While Airbnb did not hit Merkle’s top 10, the community-driven rental company purchased Superbowl air time to run their #weaccept ad, a commercial spot featuring diverse peoples and a call for acceptance. The ad was created in just three days, building on the protest of the President’s recent selective immigration ban.
In a tandem social media campaign, Airbnb pledged to help people around the world facing displacement, announcing that the “Airbnb community will provide free housing to refugees and those recently barred from entering the US. When we announced this, there was an outpouring of interest from our community, and we were inspired to go bigger.” The global rental organization set a goal to provide short-term housing over the next five years for 100,000 people in need.
Airbnb also acknowledged challenges within their own community that included guest discrimination, noting it was “something that is the very opposite of our values. We know we have work to do and are dedicated to achieving greater acceptance in our community.” The company also announced a donation of $4 million over four years to the International Rescue Committee.
The ad and social media campaign attracted support and immediate response from citizens, politicians, celebrities, and humanitarians worldwide.
In Here Comes Everybody: The Power of Organizing without Organizations, Clay Shirky examines the range of connectivity that social media offers, from individual sharing of information, to individuals in conversation, to collaboration, and ultimately to group formation and collective action where individuals work together to achieve shared goals, where the actions and fate of the group as a whole is a concern to its members.
Given this metric of social media connectivity, I give the win to Airbnb and its community for its use of social media in rallying around displaced people in a tangible way.
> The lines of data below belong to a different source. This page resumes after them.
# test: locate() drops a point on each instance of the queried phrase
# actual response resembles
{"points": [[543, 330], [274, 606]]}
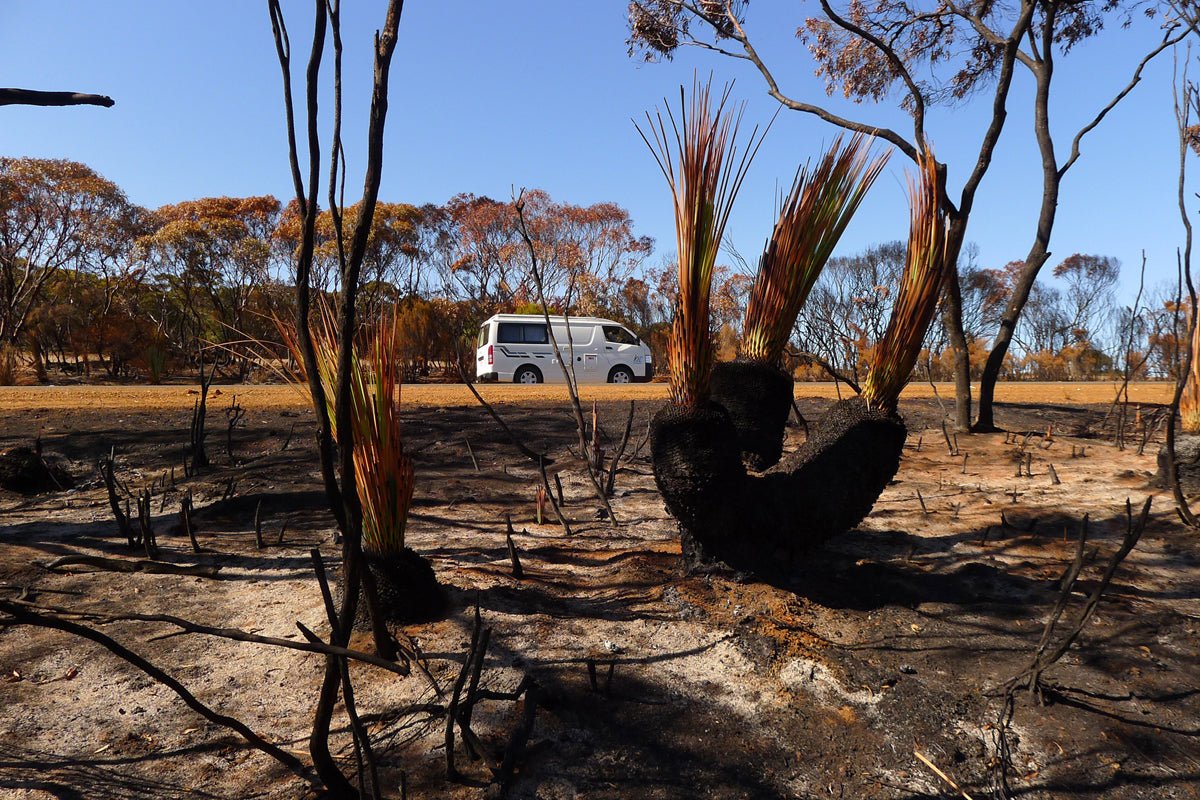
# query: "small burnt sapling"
{"points": [[384, 476]]}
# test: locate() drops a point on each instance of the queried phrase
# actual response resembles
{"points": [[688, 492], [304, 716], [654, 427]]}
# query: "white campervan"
{"points": [[517, 348]]}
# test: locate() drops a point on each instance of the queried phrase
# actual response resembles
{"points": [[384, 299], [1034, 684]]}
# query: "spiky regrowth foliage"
{"points": [[811, 220], [705, 168], [921, 287], [1189, 401], [383, 474]]}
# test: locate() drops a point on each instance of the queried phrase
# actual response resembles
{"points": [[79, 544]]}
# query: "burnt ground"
{"points": [[892, 639]]}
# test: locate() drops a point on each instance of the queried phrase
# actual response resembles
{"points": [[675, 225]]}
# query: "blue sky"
{"points": [[490, 96]]}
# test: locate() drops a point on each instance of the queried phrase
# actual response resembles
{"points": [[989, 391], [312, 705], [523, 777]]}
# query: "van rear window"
{"points": [[522, 334], [618, 335]]}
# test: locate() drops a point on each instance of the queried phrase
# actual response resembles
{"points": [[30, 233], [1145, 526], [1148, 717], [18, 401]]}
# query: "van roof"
{"points": [[553, 318]]}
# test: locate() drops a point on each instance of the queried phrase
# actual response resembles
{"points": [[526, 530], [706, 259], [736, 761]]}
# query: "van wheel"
{"points": [[621, 376], [527, 374]]}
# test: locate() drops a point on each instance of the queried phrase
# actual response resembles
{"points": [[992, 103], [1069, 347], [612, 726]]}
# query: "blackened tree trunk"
{"points": [[1041, 64]]}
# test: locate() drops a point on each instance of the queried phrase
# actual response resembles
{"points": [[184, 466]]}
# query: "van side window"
{"points": [[522, 334], [618, 335], [535, 335]]}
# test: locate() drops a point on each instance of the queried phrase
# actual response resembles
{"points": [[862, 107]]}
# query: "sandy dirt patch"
{"points": [[178, 396], [892, 638]]}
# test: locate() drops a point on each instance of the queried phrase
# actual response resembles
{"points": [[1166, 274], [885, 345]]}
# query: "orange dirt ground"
{"points": [[456, 395]]}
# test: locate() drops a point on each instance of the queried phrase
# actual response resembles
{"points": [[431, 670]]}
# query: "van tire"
{"points": [[527, 374], [621, 376]]}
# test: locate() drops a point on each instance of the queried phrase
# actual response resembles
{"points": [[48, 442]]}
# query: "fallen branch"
{"points": [[520, 445], [36, 97], [102, 564], [24, 615]]}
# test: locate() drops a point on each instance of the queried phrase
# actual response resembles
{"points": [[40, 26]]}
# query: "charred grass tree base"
{"points": [[826, 487], [762, 524], [1187, 464], [759, 398], [406, 585], [697, 468]]}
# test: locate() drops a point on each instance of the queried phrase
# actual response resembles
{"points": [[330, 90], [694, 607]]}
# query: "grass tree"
{"points": [[761, 522], [755, 390], [690, 438], [921, 286], [705, 168]]}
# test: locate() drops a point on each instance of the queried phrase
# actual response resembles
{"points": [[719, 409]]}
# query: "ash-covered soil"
{"points": [[893, 639]]}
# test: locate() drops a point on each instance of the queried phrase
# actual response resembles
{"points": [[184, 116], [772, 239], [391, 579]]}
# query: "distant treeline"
{"points": [[96, 287]]}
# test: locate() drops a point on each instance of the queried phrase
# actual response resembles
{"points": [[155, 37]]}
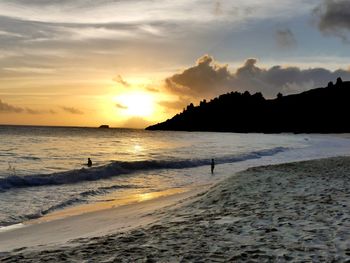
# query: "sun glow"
{"points": [[136, 104]]}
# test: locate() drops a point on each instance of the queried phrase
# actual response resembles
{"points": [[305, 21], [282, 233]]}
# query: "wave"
{"points": [[80, 198], [117, 168]]}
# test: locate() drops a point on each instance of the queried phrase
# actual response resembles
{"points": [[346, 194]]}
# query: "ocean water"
{"points": [[42, 168]]}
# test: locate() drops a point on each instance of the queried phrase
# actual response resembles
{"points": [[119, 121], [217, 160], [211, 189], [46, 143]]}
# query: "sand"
{"points": [[297, 212]]}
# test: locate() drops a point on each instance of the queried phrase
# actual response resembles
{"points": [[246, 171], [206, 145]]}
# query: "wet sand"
{"points": [[297, 212]]}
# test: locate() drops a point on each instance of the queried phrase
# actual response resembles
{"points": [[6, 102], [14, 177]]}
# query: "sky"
{"points": [[131, 63]]}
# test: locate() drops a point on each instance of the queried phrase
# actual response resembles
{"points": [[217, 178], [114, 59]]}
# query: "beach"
{"points": [[294, 212]]}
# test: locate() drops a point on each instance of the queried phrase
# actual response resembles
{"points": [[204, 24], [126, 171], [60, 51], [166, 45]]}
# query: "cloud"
{"points": [[72, 110], [175, 104], [121, 106], [334, 17], [8, 108], [218, 8], [136, 122], [120, 80], [285, 39], [207, 79]]}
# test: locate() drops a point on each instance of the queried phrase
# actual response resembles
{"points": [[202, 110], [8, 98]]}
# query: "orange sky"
{"points": [[135, 63]]}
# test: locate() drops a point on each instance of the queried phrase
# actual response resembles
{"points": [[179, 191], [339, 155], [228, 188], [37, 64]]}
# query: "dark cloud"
{"points": [[207, 79], [176, 104], [120, 80], [8, 108], [136, 122], [334, 17], [121, 106], [72, 110], [152, 89], [285, 38]]}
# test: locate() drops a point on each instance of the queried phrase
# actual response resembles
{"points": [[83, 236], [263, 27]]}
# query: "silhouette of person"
{"points": [[89, 162]]}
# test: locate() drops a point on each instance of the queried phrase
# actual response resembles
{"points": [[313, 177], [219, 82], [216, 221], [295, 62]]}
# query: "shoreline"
{"points": [[92, 220], [287, 212]]}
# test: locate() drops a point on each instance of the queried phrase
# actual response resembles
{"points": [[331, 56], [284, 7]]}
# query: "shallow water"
{"points": [[41, 168]]}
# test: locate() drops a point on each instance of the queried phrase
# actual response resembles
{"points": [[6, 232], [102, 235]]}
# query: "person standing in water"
{"points": [[89, 162]]}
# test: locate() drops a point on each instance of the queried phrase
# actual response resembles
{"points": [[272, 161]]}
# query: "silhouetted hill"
{"points": [[321, 110]]}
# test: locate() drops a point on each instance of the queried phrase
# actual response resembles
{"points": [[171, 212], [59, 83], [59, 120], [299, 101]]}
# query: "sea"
{"points": [[43, 169]]}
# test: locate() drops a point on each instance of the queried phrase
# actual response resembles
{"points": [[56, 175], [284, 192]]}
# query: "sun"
{"points": [[136, 104]]}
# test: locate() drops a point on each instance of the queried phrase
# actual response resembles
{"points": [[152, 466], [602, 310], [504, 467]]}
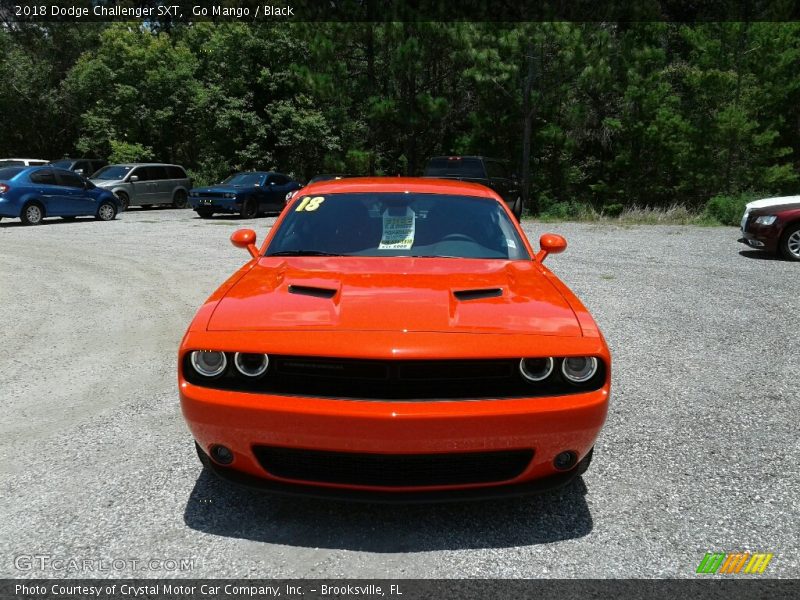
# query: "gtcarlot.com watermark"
{"points": [[82, 564]]}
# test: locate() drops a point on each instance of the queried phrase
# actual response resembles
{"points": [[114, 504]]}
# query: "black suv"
{"points": [[490, 172]]}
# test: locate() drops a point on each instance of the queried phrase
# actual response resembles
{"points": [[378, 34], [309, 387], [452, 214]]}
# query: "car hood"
{"points": [[397, 294], [770, 202]]}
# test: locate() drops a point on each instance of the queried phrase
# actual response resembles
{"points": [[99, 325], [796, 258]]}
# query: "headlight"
{"points": [[579, 369], [536, 369], [766, 219], [251, 365], [209, 363]]}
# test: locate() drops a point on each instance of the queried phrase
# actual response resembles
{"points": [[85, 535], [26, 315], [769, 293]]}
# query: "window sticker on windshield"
{"points": [[309, 204], [398, 231]]}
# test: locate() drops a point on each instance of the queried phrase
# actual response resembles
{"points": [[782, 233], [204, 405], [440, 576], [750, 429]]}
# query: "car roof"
{"points": [[420, 185], [142, 165]]}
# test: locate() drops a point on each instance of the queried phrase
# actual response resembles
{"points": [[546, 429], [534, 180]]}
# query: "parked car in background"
{"points": [[773, 224], [82, 166], [22, 162], [247, 194], [145, 184], [35, 193], [491, 172]]}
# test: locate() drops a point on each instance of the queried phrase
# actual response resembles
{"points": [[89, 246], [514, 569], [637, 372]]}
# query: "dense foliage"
{"points": [[608, 115]]}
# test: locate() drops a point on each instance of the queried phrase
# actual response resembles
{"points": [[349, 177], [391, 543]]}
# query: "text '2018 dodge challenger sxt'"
{"points": [[395, 339]]}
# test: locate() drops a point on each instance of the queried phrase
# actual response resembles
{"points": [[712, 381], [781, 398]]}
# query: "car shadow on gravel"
{"points": [[760, 255], [221, 508]]}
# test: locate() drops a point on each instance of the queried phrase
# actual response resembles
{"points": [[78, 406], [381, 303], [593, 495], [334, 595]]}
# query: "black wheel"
{"points": [[790, 242], [32, 213], [124, 200], [584, 464], [180, 200], [517, 208], [205, 460], [106, 211], [249, 208]]}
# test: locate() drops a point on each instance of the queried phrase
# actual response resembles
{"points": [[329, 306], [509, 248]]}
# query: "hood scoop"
{"points": [[310, 290], [465, 295]]}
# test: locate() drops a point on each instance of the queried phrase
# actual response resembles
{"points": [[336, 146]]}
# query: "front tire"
{"points": [[790, 243], [205, 460], [585, 462], [32, 214], [249, 209], [106, 212], [180, 199], [124, 200]]}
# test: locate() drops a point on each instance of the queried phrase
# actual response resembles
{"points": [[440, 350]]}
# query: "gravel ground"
{"points": [[700, 451]]}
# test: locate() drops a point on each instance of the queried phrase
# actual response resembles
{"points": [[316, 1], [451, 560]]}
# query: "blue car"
{"points": [[34, 193], [247, 194]]}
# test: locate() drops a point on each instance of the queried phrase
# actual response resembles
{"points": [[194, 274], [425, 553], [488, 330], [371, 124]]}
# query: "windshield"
{"points": [[112, 172], [397, 224], [245, 179], [9, 172]]}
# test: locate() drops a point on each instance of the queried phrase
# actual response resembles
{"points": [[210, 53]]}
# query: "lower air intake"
{"points": [[393, 470]]}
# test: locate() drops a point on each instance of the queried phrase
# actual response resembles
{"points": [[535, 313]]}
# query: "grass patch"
{"points": [[719, 211]]}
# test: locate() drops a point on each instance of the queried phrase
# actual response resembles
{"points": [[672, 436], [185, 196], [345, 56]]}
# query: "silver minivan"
{"points": [[145, 184]]}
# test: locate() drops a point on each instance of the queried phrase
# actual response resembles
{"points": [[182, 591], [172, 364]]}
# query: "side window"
{"points": [[43, 177], [176, 173], [69, 179], [157, 173], [496, 169]]}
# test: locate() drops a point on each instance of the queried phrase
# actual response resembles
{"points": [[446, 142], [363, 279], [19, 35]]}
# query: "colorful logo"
{"points": [[730, 564]]}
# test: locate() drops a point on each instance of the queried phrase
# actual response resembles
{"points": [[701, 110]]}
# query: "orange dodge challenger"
{"points": [[395, 339]]}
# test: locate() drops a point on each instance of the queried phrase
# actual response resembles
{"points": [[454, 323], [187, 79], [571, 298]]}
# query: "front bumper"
{"points": [[761, 237], [244, 422]]}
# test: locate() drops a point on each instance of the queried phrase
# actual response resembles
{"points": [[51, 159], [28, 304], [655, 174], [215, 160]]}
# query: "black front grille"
{"points": [[403, 380], [393, 470]]}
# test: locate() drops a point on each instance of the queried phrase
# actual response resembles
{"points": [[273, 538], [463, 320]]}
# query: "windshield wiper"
{"points": [[303, 253]]}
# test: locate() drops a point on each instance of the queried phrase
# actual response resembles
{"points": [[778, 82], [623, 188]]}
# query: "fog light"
{"points": [[251, 365], [579, 369], [221, 454], [536, 369], [565, 460], [209, 363]]}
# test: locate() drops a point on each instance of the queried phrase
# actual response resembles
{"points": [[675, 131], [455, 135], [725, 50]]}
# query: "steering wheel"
{"points": [[458, 236]]}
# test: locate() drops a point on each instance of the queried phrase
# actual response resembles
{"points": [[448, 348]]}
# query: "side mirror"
{"points": [[550, 243], [246, 239]]}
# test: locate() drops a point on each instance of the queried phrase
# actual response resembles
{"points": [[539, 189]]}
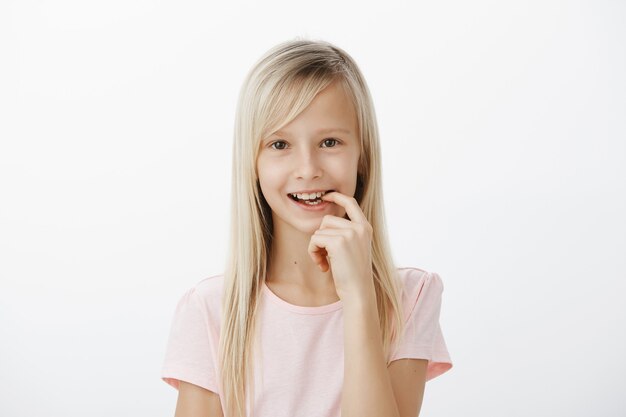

Their social media effort syncs organization, group, and individuals in dialogue and collective action that would be difficult without the global and immediate reach social media technology can provide. However, it is the “human interruption” in this effort that propels this social media effort beyond the “audience engagement” that Merkle measured, beyond the ad campaign. It was a move to support meaningful human connection, and in the spirit of commercial interests, it also aligned with company values.